La Agrupación de Familiares de Detenidos Desaparecidos (AFDD), en tanto, realizó ayer una nueva “funa” ante la sede de los oficiales del Ejército en retiro, en calle Alameda, entre Lord Cochrane y Dieciocho, y anunció que repetirán tal acción cada lunes, a las 11 horas.

“Es inaceptable que se reúnan de manera sediciosa, que protejan y encubran a aquellos que hoy, con la misma prepotencia que tuvieron en dictadura, resuelvan no acatar una condena por la causa de un detenido desaparecido”, señaló Lorena Pizarro, presidenta de la AFDD, en relación a la defensa que los ex oficiales han hecho del prófugo general (R) Raúl Iturriaga.
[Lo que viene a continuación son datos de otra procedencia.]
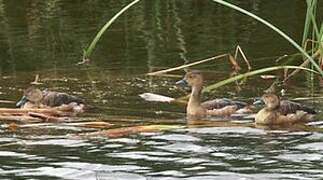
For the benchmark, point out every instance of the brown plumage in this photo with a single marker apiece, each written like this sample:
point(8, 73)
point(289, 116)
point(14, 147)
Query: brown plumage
point(271, 113)
point(217, 107)
point(35, 98)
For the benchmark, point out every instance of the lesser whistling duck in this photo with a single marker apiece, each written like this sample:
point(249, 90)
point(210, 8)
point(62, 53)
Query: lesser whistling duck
point(35, 98)
point(217, 107)
point(271, 114)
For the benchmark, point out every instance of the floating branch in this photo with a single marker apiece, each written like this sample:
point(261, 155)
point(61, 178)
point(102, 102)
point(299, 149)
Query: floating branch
point(186, 65)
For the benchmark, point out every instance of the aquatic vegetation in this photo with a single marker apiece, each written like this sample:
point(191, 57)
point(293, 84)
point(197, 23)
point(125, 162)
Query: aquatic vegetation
point(311, 3)
point(87, 53)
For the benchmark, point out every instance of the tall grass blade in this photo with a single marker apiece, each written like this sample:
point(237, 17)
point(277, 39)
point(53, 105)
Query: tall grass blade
point(271, 26)
point(89, 50)
point(251, 73)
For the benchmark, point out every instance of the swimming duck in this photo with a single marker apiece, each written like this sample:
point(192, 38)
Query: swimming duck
point(271, 113)
point(288, 107)
point(35, 98)
point(217, 107)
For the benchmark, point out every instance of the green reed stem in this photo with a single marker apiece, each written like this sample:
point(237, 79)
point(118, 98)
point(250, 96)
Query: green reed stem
point(89, 50)
point(252, 73)
point(271, 26)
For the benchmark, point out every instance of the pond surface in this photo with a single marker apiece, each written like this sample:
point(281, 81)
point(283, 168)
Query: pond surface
point(47, 38)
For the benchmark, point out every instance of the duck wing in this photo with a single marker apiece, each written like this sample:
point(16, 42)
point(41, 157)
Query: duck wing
point(221, 103)
point(52, 99)
point(288, 107)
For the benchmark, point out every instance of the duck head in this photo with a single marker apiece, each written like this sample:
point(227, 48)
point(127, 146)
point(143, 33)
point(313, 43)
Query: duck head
point(32, 94)
point(271, 101)
point(192, 79)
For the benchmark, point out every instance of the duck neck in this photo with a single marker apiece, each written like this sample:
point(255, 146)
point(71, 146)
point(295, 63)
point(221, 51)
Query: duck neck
point(195, 98)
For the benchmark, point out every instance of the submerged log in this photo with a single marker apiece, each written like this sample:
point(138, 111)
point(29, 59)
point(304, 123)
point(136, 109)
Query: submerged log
point(19, 118)
point(51, 111)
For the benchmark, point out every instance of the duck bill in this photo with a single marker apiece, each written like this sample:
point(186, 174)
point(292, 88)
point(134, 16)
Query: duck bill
point(22, 101)
point(259, 102)
point(182, 82)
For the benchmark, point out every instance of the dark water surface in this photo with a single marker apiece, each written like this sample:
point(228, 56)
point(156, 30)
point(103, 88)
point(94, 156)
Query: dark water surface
point(47, 38)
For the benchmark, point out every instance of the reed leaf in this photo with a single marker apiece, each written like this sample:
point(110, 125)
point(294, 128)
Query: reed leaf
point(87, 53)
point(252, 73)
point(271, 26)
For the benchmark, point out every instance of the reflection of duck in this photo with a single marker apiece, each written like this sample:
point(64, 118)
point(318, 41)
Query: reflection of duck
point(218, 107)
point(271, 113)
point(35, 98)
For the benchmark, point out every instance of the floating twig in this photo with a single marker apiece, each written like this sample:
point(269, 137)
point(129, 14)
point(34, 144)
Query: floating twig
point(186, 65)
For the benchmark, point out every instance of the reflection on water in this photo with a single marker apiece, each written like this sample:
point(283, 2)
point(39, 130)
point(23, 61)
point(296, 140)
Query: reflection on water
point(47, 37)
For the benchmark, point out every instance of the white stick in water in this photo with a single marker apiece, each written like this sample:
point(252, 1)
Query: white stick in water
point(156, 97)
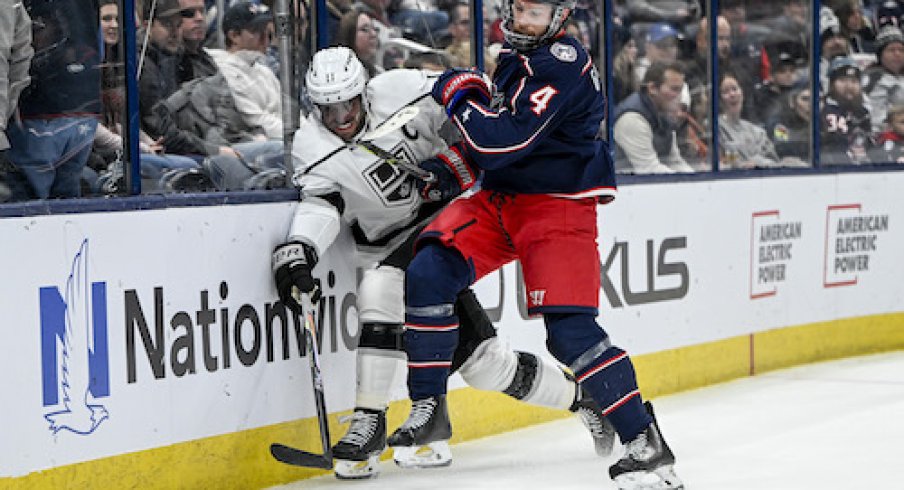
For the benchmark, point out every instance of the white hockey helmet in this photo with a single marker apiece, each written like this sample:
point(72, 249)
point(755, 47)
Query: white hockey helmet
point(335, 75)
point(562, 9)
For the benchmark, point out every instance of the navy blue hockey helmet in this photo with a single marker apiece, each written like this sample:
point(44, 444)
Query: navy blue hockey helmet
point(562, 9)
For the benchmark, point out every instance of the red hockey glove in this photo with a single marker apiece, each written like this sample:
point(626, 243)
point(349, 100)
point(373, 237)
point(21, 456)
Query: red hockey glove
point(454, 175)
point(456, 86)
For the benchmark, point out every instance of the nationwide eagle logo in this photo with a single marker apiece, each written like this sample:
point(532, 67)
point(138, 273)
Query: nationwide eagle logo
point(74, 350)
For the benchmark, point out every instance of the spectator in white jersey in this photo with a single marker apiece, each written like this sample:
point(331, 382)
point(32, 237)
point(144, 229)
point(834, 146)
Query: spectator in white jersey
point(644, 131)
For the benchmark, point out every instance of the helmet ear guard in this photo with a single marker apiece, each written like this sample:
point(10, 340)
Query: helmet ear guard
point(562, 10)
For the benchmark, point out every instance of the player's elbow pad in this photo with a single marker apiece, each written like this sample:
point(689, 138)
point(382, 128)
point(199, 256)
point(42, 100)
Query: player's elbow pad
point(316, 222)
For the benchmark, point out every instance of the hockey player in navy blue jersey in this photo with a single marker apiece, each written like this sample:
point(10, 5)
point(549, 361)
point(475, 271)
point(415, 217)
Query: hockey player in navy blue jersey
point(345, 184)
point(534, 139)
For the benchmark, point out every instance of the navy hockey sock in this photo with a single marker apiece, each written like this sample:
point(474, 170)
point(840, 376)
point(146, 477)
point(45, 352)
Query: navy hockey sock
point(604, 370)
point(432, 283)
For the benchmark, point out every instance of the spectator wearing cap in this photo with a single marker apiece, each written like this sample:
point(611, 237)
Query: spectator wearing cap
point(845, 129)
point(890, 13)
point(833, 43)
point(158, 78)
point(51, 138)
point(254, 86)
point(698, 80)
point(357, 30)
point(195, 62)
point(660, 46)
point(856, 26)
point(789, 128)
point(884, 81)
point(785, 63)
point(644, 130)
point(890, 143)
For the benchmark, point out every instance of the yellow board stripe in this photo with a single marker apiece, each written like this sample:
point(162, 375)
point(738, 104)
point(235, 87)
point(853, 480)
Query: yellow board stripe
point(242, 460)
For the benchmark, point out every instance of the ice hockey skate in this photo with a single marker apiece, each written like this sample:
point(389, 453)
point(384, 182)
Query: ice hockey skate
point(422, 440)
point(601, 430)
point(357, 454)
point(648, 462)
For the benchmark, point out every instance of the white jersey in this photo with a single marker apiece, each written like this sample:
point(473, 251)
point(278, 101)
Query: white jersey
point(381, 202)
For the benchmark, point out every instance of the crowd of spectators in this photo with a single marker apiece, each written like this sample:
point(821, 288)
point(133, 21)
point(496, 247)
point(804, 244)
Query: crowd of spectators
point(210, 109)
point(763, 92)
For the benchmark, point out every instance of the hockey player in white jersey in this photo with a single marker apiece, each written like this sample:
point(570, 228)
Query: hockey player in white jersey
point(344, 184)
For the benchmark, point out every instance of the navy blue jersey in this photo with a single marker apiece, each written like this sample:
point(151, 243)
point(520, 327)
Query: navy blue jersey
point(541, 133)
point(845, 133)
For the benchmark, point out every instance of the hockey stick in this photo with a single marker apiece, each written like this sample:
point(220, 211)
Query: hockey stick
point(291, 455)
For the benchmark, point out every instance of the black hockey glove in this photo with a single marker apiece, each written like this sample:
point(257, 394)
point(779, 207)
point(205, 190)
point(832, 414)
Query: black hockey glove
point(453, 173)
point(292, 264)
point(456, 85)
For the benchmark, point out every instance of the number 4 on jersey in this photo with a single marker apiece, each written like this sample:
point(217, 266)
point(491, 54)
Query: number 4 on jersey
point(541, 98)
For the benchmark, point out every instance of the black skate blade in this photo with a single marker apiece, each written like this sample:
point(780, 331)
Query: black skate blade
point(297, 457)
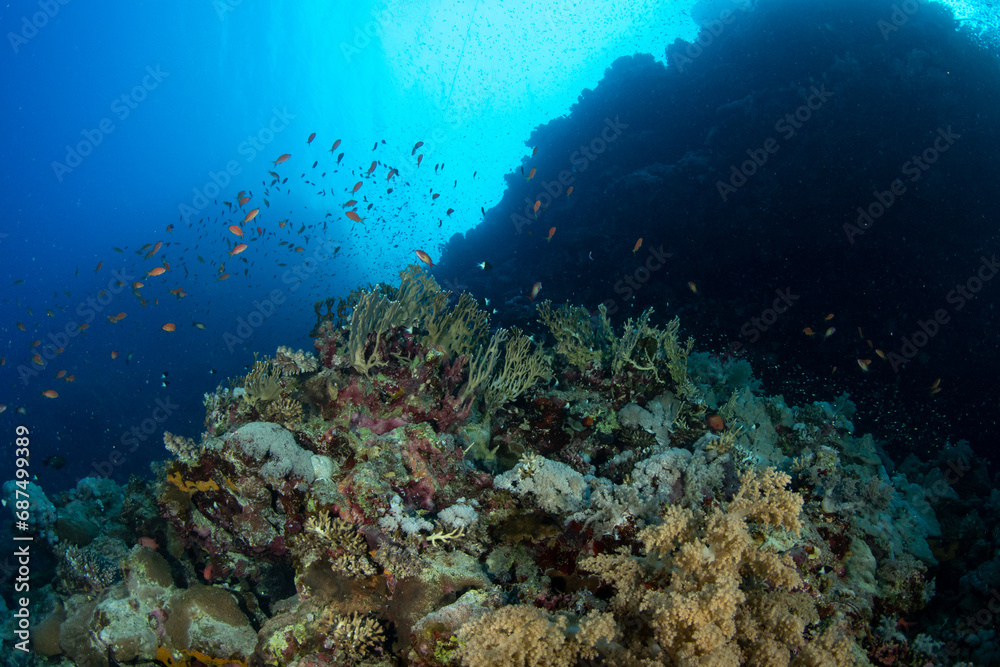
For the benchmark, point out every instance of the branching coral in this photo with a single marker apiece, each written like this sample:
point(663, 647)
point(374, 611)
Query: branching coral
point(570, 326)
point(292, 363)
point(262, 383)
point(522, 368)
point(373, 314)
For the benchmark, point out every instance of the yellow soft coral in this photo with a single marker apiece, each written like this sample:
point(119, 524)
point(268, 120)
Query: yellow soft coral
point(700, 574)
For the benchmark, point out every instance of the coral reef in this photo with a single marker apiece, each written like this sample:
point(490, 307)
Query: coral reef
point(429, 493)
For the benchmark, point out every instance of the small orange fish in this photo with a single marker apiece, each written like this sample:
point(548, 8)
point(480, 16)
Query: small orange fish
point(425, 258)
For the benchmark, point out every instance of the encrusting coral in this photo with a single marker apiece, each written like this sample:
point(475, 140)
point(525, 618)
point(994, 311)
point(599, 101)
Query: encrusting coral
point(436, 493)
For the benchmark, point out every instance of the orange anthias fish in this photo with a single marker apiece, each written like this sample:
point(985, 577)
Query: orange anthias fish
point(425, 258)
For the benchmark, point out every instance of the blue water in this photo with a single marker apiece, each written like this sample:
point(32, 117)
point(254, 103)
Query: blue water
point(132, 125)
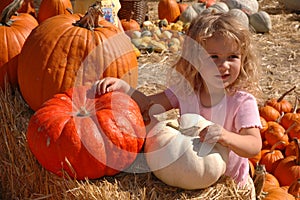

Respecto del documento revelado por Espinoza, Pizarro afirmó que en el encuentro que tuvieron con el comandante en jefe del Ejército el miércoles pasado, “le pedimos que enviara carta a todas las dependencias de la entidad, para exigir información, pero se negó” y agregó que les recalcó que no tienen archivos de la DINA.

En tanto, el subjefe de la bancada DC, Gonzalo Duarte, dijo que “poco le creo a esta gente ligada a violaciones de los derechos humanos, no puedo dar por cierta la versión de Espinoza, pero en lo específico es un deber patriótico del Ejército esclarecer los hechos”. En tal sentido, dijo que se suma a la solicitud de Leal y Jiménez.